Last month, it was revealed that guidance for schools on supporting trans pupils was suddenly dropped by the UK’s equalities watchdog, the Equality and Human Rights Commission (HRC), after intervention from the government.

“I distinctly remember my colleague saying that Number 10 made line by line changes to the guidance, because they didn’t want it to be too progressive, or too supportive of trans children,” one EHRC lawyer told Vice World News.

Responding to Johnson, Quince said there “are two competing priorities” when it comes to trans pupils.

“The first is the 2010 Equalities Act and the importance that all children and young people must be treated equally and where there are protected characteristics, that they’re recognised,” he said. “But at the same time any school also has legal obligations, a duty to safeguard and protect and promote the welfare of all children.”

Quince then announced: “On the face of what you just said, as a parent – and in particular a parent of two young girls – I probably wouldn’t be overly happy with the situation you describe.”

“You can give all the guidance in the world that sets out the legal position, but we need schools to first use their common sense and to follow the law as it stands at the moment,” he then said. “I would suggest that the duty to protect and to safeguard should probably override anything else.”

As a spokesperson for trans charity Gendered Intelligence said: “There is no evidence to suggest that the inclusion of transgender pupils is in any way a safeguarding issue. There is, however, evidence that clearly demonstrates the significant risk of bullying, abuse, and poor mental health faced by transgender young people.

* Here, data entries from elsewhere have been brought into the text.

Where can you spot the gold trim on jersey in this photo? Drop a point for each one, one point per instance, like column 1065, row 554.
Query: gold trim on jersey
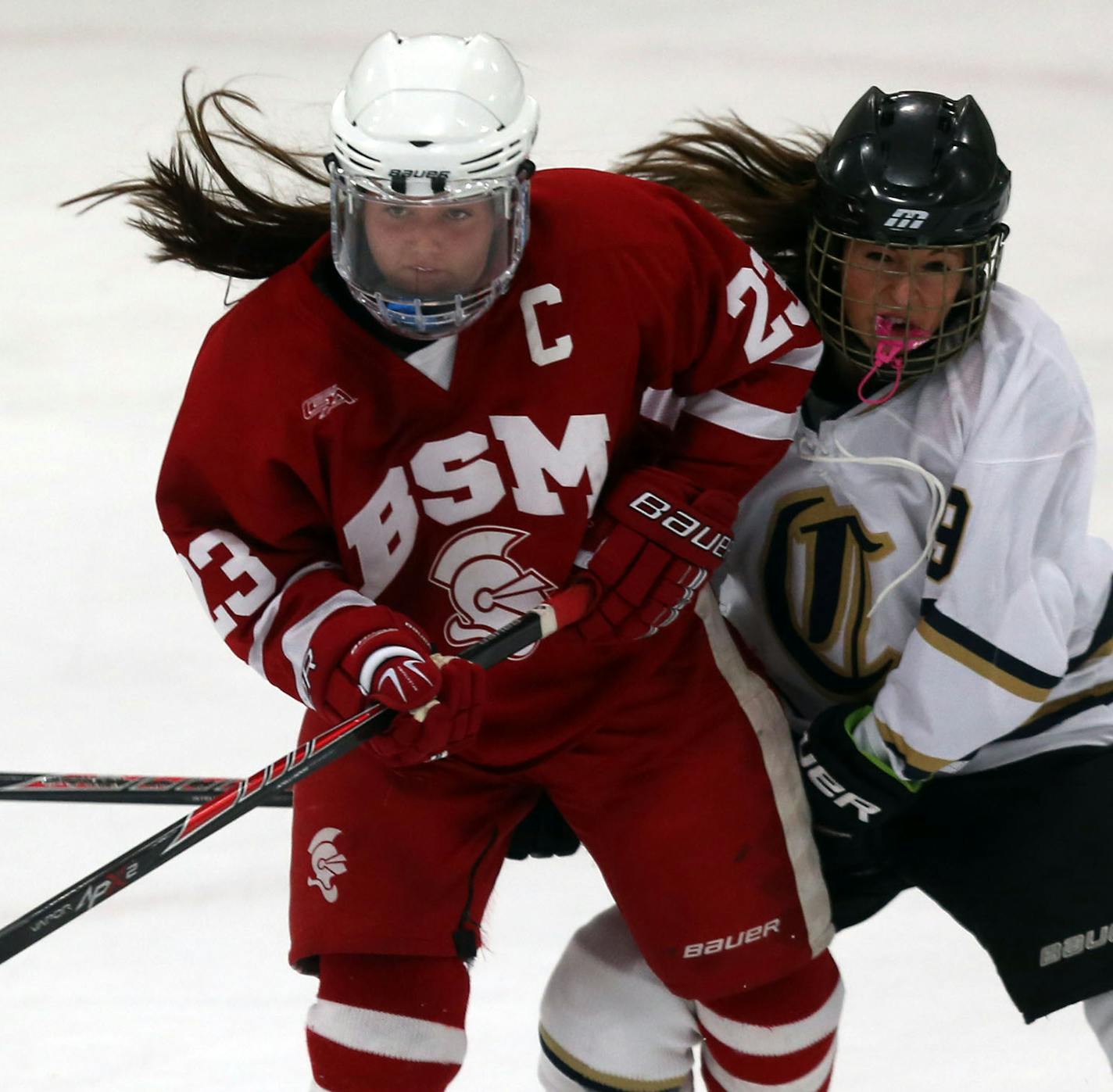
column 608, row 1080
column 994, row 672
column 818, row 588
column 1050, row 708
column 926, row 763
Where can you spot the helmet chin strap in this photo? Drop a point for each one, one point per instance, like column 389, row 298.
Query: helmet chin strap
column 890, row 351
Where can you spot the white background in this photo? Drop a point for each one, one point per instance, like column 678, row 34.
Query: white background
column 107, row 664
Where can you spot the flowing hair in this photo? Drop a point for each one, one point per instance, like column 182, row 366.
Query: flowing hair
column 199, row 210
column 757, row 185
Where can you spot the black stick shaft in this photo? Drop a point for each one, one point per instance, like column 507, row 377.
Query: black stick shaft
column 564, row 607
column 123, row 788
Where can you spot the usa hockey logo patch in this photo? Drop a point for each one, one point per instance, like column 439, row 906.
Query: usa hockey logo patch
column 322, row 404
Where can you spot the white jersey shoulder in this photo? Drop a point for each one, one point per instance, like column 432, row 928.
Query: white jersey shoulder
column 994, row 645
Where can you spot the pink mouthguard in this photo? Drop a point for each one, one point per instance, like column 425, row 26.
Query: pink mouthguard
column 892, row 346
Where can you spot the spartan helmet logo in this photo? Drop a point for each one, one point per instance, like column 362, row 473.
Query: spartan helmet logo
column 818, row 588
column 488, row 588
column 327, row 863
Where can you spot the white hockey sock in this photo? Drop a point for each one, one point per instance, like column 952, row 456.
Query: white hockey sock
column 1100, row 1015
column 608, row 1022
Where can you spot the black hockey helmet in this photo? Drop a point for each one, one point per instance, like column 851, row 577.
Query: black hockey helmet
column 911, row 168
column 906, row 170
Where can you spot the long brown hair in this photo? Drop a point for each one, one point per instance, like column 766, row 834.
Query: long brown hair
column 199, row 210
column 758, row 185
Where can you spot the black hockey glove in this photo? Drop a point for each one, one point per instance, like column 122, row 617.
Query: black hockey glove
column 543, row 832
column 853, row 797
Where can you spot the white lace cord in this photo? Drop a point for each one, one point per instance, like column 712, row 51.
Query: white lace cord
column 939, row 503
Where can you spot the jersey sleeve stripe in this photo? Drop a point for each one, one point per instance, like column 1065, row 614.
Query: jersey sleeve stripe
column 662, row 406
column 1062, row 709
column 296, row 640
column 267, row 620
column 745, row 417
column 963, row 645
column 806, row 360
column 1102, row 641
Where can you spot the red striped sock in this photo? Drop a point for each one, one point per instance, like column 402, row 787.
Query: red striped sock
column 778, row 1037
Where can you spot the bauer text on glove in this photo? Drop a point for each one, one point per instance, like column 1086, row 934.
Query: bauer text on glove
column 659, row 538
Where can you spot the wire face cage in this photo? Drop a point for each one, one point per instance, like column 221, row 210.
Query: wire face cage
column 932, row 301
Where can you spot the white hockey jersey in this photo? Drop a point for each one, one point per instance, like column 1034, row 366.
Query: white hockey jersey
column 997, row 645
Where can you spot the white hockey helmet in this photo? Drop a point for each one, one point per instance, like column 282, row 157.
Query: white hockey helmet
column 430, row 179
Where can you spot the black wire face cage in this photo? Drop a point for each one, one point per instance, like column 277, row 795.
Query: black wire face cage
column 826, row 268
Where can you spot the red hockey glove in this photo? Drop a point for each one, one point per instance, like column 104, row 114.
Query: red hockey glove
column 438, row 698
column 660, row 535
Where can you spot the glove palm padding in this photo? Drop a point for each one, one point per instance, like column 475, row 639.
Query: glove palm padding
column 438, row 700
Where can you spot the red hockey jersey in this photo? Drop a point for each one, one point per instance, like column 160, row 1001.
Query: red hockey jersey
column 312, row 469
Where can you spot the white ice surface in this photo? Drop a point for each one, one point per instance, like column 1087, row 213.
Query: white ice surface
column 107, row 664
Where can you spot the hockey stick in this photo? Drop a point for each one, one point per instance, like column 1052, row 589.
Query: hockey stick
column 125, row 788
column 562, row 609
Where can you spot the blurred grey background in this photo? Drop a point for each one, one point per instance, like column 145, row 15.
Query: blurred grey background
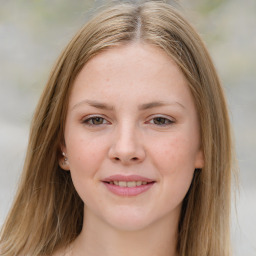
column 32, row 35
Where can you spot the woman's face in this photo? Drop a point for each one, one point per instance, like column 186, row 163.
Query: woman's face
column 132, row 137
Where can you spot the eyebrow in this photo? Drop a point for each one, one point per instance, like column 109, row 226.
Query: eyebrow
column 145, row 106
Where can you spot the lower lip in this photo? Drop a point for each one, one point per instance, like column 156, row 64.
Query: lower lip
column 128, row 191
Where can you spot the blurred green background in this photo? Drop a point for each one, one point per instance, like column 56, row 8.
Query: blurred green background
column 32, row 35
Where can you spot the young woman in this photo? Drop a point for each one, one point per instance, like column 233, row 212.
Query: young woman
column 130, row 148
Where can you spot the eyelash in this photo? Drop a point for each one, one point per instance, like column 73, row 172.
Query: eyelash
column 89, row 121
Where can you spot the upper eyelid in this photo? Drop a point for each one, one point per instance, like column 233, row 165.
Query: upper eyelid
column 162, row 116
column 87, row 117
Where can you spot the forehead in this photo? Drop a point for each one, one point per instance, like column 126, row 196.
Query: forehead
column 133, row 71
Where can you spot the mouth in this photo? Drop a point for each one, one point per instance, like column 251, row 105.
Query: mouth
column 128, row 185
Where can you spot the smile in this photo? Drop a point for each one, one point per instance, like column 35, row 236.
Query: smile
column 129, row 184
column 132, row 185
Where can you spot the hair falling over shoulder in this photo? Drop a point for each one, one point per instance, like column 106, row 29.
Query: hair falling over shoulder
column 47, row 213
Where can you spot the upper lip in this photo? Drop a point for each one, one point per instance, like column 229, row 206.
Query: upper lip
column 127, row 178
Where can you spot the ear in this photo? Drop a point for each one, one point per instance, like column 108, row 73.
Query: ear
column 199, row 160
column 63, row 159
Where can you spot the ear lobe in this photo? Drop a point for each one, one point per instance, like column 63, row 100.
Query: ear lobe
column 199, row 161
column 64, row 164
column 63, row 160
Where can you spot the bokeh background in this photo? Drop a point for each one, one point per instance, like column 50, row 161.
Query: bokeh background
column 34, row 32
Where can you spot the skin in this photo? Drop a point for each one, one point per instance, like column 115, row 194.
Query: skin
column 158, row 141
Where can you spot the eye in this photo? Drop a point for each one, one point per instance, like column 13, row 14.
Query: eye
column 95, row 121
column 161, row 121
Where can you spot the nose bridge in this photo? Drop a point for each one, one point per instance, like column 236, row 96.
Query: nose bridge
column 127, row 146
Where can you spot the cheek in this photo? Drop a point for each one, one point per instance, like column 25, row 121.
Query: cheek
column 173, row 154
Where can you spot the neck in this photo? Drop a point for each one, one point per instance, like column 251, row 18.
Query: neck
column 158, row 239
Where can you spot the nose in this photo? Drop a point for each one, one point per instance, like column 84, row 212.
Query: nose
column 127, row 148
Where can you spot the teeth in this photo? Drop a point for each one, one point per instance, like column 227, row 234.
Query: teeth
column 128, row 184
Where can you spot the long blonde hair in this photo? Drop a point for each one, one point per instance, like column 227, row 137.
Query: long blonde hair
column 47, row 213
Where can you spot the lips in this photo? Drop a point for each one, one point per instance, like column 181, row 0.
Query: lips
column 131, row 185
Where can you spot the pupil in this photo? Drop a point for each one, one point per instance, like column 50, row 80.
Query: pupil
column 97, row 120
column 160, row 120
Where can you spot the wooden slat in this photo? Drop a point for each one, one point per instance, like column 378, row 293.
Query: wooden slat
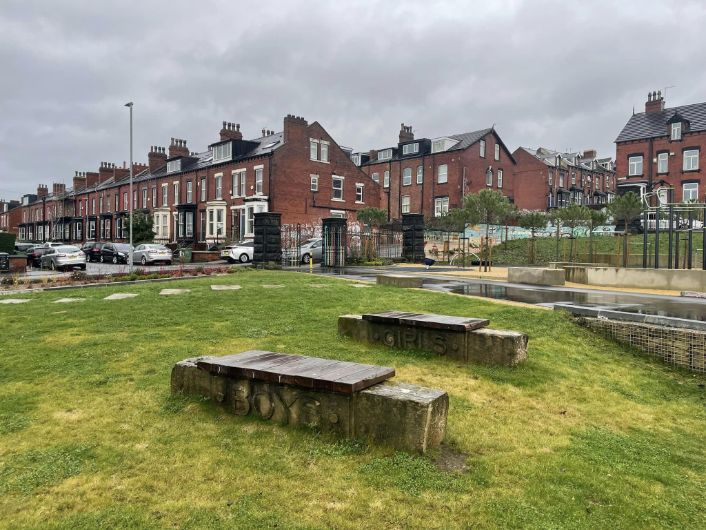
column 427, row 320
column 307, row 372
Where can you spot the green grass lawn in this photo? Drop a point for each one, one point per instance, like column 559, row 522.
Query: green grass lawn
column 516, row 252
column 586, row 434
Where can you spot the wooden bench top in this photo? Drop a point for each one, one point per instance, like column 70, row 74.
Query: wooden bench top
column 427, row 320
column 298, row 370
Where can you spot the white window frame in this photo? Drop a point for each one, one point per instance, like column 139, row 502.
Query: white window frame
column 259, row 175
column 693, row 191
column 405, row 204
column 442, row 177
column 218, row 186
column 635, row 164
column 690, row 160
column 441, row 206
column 359, row 193
column 337, row 189
column 407, row 176
column 675, row 133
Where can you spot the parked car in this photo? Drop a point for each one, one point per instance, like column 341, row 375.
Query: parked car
column 63, row 257
column 34, row 255
column 151, row 253
column 23, row 247
column 115, row 253
column 311, row 248
column 241, row 251
column 92, row 250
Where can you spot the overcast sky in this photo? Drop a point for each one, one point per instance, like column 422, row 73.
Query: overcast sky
column 557, row 74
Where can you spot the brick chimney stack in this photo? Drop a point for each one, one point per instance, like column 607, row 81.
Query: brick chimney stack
column 79, row 180
column 655, row 102
column 406, row 134
column 156, row 158
column 178, row 148
column 231, row 131
column 106, row 171
column 294, row 127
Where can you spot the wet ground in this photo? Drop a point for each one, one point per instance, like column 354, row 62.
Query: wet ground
column 672, row 306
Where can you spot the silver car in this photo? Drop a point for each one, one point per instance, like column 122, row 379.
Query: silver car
column 64, row 257
column 149, row 253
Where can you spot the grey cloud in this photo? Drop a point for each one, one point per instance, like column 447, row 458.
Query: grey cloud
column 558, row 74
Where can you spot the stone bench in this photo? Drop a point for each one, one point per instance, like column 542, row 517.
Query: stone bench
column 346, row 399
column 536, row 275
column 460, row 338
column 399, row 280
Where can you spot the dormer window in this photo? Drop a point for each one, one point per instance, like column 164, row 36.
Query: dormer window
column 385, row 154
column 174, row 165
column 410, row 149
column 676, row 131
column 222, row 152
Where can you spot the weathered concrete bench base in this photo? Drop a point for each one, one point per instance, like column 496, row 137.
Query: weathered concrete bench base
column 407, row 417
column 536, row 276
column 399, row 280
column 487, row 346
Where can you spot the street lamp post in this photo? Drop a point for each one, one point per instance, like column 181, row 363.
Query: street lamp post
column 130, row 199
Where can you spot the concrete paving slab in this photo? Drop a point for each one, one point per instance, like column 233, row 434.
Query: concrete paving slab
column 225, row 287
column 120, row 296
column 172, row 292
column 68, row 300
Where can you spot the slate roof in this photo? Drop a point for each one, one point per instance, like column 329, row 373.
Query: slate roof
column 654, row 124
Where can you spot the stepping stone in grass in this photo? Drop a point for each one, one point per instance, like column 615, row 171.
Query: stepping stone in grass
column 120, row 296
column 225, row 287
column 68, row 300
column 170, row 292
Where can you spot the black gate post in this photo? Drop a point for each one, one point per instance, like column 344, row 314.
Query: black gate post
column 268, row 238
column 413, row 237
column 335, row 232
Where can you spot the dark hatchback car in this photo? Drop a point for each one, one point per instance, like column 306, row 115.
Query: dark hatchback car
column 115, row 253
column 92, row 250
column 34, row 255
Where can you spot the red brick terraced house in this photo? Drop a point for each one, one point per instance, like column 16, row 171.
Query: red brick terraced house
column 663, row 150
column 545, row 179
column 10, row 215
column 432, row 175
column 211, row 196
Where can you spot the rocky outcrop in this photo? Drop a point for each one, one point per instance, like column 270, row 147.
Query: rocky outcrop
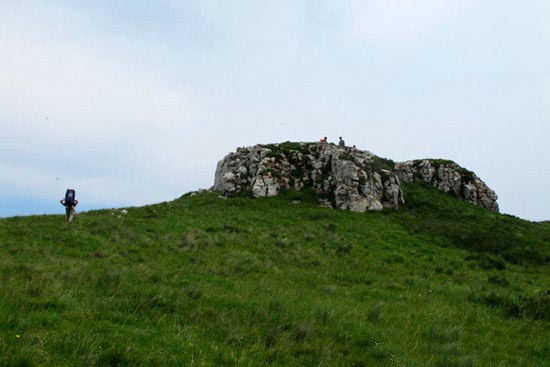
column 449, row 177
column 347, row 178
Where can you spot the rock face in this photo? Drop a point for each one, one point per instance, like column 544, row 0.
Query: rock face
column 449, row 177
column 349, row 178
column 346, row 178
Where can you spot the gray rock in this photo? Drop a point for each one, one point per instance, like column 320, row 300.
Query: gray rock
column 449, row 177
column 345, row 174
column 352, row 179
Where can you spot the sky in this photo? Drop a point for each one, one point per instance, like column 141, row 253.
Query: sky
column 134, row 102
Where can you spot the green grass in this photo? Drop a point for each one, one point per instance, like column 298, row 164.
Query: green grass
column 206, row 281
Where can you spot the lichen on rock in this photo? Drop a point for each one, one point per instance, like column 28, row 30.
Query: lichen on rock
column 348, row 178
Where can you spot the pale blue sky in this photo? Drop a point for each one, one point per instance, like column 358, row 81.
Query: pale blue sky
column 134, row 102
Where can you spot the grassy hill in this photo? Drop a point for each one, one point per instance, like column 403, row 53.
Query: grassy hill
column 207, row 281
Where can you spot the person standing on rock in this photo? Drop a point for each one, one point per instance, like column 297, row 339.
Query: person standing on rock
column 69, row 203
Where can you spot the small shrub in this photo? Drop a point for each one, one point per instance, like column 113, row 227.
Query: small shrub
column 498, row 279
column 536, row 307
column 374, row 313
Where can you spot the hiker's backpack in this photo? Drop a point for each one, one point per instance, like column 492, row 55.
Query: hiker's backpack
column 70, row 197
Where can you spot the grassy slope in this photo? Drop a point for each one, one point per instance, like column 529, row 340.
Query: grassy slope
column 210, row 281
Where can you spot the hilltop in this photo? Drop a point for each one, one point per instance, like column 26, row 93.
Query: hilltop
column 208, row 280
column 343, row 177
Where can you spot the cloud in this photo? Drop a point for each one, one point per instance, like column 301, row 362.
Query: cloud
column 404, row 20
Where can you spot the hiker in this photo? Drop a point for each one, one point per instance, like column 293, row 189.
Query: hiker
column 69, row 203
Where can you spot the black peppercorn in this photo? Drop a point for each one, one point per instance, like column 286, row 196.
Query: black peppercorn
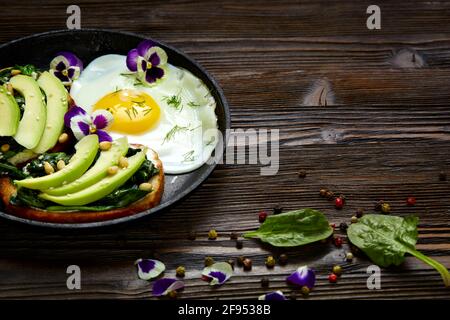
column 277, row 209
column 343, row 226
column 265, row 282
column 282, row 259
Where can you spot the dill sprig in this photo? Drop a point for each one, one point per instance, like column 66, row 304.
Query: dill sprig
column 174, row 101
column 173, row 132
column 192, row 104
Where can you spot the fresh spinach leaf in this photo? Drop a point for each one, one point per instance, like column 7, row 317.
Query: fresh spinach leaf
column 386, row 239
column 294, row 228
column 11, row 171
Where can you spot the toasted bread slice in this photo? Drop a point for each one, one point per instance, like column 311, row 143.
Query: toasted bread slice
column 8, row 190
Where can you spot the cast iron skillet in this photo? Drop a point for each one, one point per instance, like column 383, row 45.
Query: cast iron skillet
column 89, row 44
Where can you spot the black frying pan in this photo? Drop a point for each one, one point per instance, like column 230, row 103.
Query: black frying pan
column 89, row 44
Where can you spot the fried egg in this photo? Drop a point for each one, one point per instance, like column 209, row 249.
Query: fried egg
column 175, row 117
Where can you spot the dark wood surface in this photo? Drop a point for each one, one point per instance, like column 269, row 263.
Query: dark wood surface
column 384, row 135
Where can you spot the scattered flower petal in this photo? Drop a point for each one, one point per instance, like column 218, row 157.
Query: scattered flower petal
column 164, row 286
column 303, row 276
column 217, row 273
column 66, row 66
column 273, row 296
column 82, row 124
column 149, row 268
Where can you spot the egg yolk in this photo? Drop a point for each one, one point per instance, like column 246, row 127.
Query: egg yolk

“By suggesting that he would be uncomfortable with the inclusion of transgender young people, the minister helps perpetuate these issues. We are talking about a vulnerable group of young people who just want to be able to learn in peace.”

Recent research by LGBT+ young people’s charity Just Like Us found that 55 per cent of teachers in England have at least one pupil who has come out as trans, and 78 per cent say they would like more resources about how best to support them.

According to Stonewall, 64 per cent of young trans people are bullied at school for being trans, and one in nine have received death threats at school.